In the early 90s, there was much more emphasis on problem-solving. All the officers were sent to do additional training, and taught to work as teams on problem-solving. In the mid-90s we reorganized our patrol structure to facilitate problem-solving, working in the neighborhoods. It's sort of been inculcated as part of the culture for officers.
POV: How have these innovations improved policing, in terms of crime rate and of community satisfaction?

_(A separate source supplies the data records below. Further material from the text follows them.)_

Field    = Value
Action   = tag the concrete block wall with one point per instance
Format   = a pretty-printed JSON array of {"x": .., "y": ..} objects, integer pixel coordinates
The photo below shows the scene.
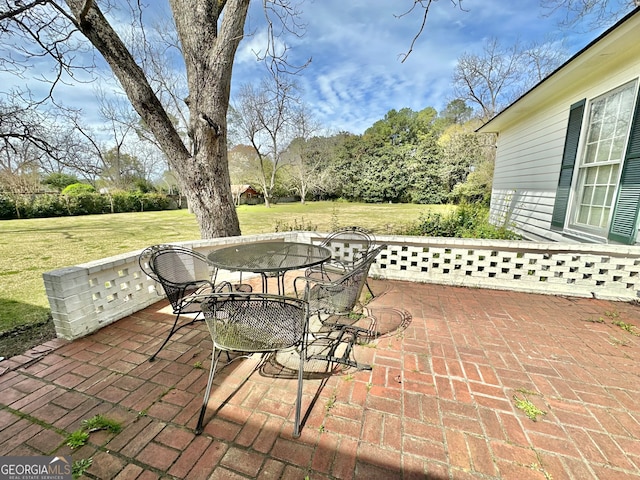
[{"x": 84, "y": 298}]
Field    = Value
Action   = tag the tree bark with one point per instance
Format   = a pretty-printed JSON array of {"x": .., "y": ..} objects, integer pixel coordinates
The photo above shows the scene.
[{"x": 208, "y": 53}]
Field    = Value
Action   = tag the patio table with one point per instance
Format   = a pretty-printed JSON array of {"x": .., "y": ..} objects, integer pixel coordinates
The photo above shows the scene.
[{"x": 269, "y": 259}]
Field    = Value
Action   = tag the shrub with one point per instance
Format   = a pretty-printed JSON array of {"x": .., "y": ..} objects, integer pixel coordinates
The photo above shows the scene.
[
  {"x": 60, "y": 181},
  {"x": 86, "y": 204},
  {"x": 78, "y": 189},
  {"x": 7, "y": 207},
  {"x": 466, "y": 221},
  {"x": 43, "y": 206}
]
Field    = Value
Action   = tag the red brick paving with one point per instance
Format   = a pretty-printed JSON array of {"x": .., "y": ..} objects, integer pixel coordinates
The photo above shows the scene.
[{"x": 438, "y": 404}]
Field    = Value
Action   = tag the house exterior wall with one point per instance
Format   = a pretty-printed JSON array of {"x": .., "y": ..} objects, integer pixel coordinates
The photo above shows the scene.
[{"x": 531, "y": 137}]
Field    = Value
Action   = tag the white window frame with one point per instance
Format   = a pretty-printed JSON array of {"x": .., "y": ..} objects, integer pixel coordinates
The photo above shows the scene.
[{"x": 578, "y": 190}]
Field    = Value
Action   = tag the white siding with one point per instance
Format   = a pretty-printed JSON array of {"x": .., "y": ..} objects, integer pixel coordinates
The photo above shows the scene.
[{"x": 531, "y": 141}]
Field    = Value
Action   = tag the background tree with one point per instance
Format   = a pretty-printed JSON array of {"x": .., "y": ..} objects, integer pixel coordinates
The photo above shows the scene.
[
  {"x": 597, "y": 13},
  {"x": 209, "y": 33},
  {"x": 306, "y": 155},
  {"x": 266, "y": 117},
  {"x": 494, "y": 78}
]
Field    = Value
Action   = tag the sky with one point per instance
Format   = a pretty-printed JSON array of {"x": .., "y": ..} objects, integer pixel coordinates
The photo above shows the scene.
[{"x": 356, "y": 75}]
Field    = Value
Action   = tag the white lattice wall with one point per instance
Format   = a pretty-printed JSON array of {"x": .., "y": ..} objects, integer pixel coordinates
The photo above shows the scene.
[
  {"x": 602, "y": 271},
  {"x": 86, "y": 297}
]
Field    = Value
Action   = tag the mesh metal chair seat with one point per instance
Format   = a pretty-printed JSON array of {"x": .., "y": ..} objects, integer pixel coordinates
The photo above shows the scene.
[
  {"x": 184, "y": 276},
  {"x": 333, "y": 302},
  {"x": 255, "y": 323},
  {"x": 348, "y": 245}
]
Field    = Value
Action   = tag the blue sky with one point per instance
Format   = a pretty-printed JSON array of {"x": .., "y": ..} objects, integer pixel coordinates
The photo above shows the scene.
[{"x": 356, "y": 74}]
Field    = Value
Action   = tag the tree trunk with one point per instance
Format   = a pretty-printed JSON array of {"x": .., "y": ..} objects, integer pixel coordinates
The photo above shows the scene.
[{"x": 208, "y": 52}]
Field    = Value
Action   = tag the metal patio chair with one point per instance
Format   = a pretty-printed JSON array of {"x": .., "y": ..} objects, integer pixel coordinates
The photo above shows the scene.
[
  {"x": 255, "y": 323},
  {"x": 348, "y": 245},
  {"x": 334, "y": 303},
  {"x": 184, "y": 275}
]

Edgar: Everybody realizes that a police department is not going to solve all their problems. One example of community policing in San Diego is that we had one part of town that attracted a lot of chronic drunks. The previous process was that people would be arrested, taken to a detox facility where they were allowed to sober up and leave with no criminal charges. Working with social service agencies, we realized that some people were there several times a week. We also learned that a lot of these people were going into the emergency room. A lot of money was being spent on emergency services for people who were going to be released in a few hours. Some of the doctors got involved. We brought in alcohol rehab people, and mental health people, and we started a program with the city attorneys where we would make arrests of people that were so chronic at detox, we would take them to jail and charge them with a crime. They were then offered a chance to go into drug and alcohol treatment or go to jail. At first people were hesitant to go to treatment, but recently we've seen something like 50 percent going into treatment, and something like 50 percent of those turning their lives around. All this under a structured program that the county helped fund. It's called the Serial Inebriate Program (S.I.P.).
POV: Civilian oversight is popular in a number of cities, but its effects have varied. What are the key characteristics of effective civilian oversight?

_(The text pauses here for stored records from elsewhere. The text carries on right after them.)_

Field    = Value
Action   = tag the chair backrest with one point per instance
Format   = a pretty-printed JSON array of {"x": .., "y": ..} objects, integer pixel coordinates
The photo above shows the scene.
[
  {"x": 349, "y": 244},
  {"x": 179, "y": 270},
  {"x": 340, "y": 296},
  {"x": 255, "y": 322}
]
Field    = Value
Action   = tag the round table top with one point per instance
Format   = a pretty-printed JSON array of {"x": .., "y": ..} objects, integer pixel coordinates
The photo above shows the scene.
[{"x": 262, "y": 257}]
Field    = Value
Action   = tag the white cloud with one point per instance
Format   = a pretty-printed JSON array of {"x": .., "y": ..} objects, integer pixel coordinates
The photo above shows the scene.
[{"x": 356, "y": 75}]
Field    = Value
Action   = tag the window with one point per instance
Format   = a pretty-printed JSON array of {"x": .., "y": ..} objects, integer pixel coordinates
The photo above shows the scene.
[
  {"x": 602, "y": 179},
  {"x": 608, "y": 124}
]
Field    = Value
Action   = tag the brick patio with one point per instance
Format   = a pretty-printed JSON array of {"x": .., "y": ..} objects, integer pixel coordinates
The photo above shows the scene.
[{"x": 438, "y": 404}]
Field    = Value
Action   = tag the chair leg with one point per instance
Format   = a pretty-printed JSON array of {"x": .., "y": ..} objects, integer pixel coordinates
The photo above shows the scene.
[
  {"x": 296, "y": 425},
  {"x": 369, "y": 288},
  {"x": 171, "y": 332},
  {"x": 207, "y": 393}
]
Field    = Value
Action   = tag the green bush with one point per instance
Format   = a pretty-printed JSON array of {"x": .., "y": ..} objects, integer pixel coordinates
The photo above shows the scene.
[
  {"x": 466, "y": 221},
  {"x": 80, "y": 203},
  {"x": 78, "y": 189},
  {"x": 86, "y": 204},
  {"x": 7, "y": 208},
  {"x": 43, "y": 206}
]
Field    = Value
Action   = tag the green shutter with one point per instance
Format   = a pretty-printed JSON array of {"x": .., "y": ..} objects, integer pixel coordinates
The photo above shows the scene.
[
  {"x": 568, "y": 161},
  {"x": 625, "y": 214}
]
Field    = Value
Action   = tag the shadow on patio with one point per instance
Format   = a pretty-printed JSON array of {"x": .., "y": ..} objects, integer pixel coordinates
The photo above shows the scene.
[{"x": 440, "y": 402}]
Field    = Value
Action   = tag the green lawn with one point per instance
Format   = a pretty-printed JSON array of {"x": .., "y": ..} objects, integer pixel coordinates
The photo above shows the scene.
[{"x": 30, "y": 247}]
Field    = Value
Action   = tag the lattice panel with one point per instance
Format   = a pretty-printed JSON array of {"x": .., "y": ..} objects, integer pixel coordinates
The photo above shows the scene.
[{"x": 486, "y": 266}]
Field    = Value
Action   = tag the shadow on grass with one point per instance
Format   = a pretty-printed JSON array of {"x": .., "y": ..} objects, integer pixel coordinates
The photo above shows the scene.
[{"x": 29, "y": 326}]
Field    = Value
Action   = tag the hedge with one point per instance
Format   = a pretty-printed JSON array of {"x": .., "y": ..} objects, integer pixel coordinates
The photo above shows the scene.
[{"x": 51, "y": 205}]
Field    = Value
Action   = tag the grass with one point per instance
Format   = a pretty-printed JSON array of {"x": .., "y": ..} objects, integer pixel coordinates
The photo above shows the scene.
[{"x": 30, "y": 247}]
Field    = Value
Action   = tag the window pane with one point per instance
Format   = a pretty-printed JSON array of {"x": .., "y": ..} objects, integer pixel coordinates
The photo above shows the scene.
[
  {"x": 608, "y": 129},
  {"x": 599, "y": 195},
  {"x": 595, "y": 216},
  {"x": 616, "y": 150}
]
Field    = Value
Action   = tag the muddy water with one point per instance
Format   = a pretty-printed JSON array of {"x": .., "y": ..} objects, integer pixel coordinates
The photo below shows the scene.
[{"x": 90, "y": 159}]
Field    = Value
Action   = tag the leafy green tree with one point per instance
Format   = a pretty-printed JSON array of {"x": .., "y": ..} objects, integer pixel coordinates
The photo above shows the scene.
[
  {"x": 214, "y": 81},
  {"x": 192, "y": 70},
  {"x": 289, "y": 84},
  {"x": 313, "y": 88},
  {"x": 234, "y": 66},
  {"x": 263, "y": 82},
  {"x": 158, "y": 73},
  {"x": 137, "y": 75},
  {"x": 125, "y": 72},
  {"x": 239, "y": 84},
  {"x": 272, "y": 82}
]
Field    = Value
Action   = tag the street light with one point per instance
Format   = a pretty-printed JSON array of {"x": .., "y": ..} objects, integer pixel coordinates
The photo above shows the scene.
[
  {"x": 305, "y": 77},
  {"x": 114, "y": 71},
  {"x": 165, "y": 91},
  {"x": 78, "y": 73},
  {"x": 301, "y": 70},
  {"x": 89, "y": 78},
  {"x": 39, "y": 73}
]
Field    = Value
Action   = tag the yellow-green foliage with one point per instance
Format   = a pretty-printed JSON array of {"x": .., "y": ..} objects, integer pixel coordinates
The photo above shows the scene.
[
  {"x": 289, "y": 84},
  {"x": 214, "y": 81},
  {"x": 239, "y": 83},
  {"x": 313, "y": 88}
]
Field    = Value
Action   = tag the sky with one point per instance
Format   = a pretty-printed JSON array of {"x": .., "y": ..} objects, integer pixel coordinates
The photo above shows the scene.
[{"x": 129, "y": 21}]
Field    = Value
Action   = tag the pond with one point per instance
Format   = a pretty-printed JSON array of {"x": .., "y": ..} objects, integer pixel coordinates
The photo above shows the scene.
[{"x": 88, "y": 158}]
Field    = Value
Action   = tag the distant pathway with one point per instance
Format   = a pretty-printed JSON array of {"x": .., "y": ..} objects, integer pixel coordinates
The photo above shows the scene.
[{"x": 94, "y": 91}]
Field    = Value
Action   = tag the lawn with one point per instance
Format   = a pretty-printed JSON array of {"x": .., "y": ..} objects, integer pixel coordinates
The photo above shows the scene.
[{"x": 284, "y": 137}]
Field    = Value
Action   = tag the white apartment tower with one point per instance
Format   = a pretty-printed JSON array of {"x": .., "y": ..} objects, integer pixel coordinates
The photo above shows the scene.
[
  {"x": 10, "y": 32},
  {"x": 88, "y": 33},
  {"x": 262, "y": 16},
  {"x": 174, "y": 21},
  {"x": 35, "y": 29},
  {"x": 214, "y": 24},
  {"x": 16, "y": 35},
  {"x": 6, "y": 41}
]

Edgar: San Diego adopted oversight before it was mandated. When there are serious incidents, complaints or shootings, the oversight board gets involved. The biggest problem is that we do the investigation, and they review the investigation, and if they bring up issues, then those issues are resolved, either explained or addressed. There have been some really positive things that have been involved. Our whole issue is trust, and we want the trust of the community, and if the committee can report back through the oversight board, we're more likely to gain trust.
POV: Are civilian oversight boards and police departments inherently opposing interests? Can there be effective partnerships between them?
Edgar: It hasn't really been an issue in our department, but when you start giving oversight boards subpoena powers, and people who aren't trained to do investigations are asking questions, it's not always really an effective investigative tool. It could turn into a witch hunt. We've always prided ourselves, especially when I worked in Internal Affairs, that we want the facts out, we want to do a complete investigation. If the oversight board points out something that got missed, we go back and we investigate it. We get a tremendous amount of information from a board that's willing to do that.
POV: Does the SDPD keep track of developments elsewhere? Do you know of programs in other departments that you feel are especially noteworthy?
Edgar: We're always interested in what goes on in other agencies, and we look for input both from experts and from individual subjects. We work closely with chiefs and commanding officers in other departments. The topics in law enforcement right now have to do with deadly force and pursuit policies. There's an annual Problem-Oriented Policing conference where we talk about best practices, and there are also a lot of resources available through the Police Executive Research Forum (PERF). The S.I.P. program has been highlighted by PERF for its success. The chief also meets with major city chiefs to go over issues that are important, and best practices from other departments.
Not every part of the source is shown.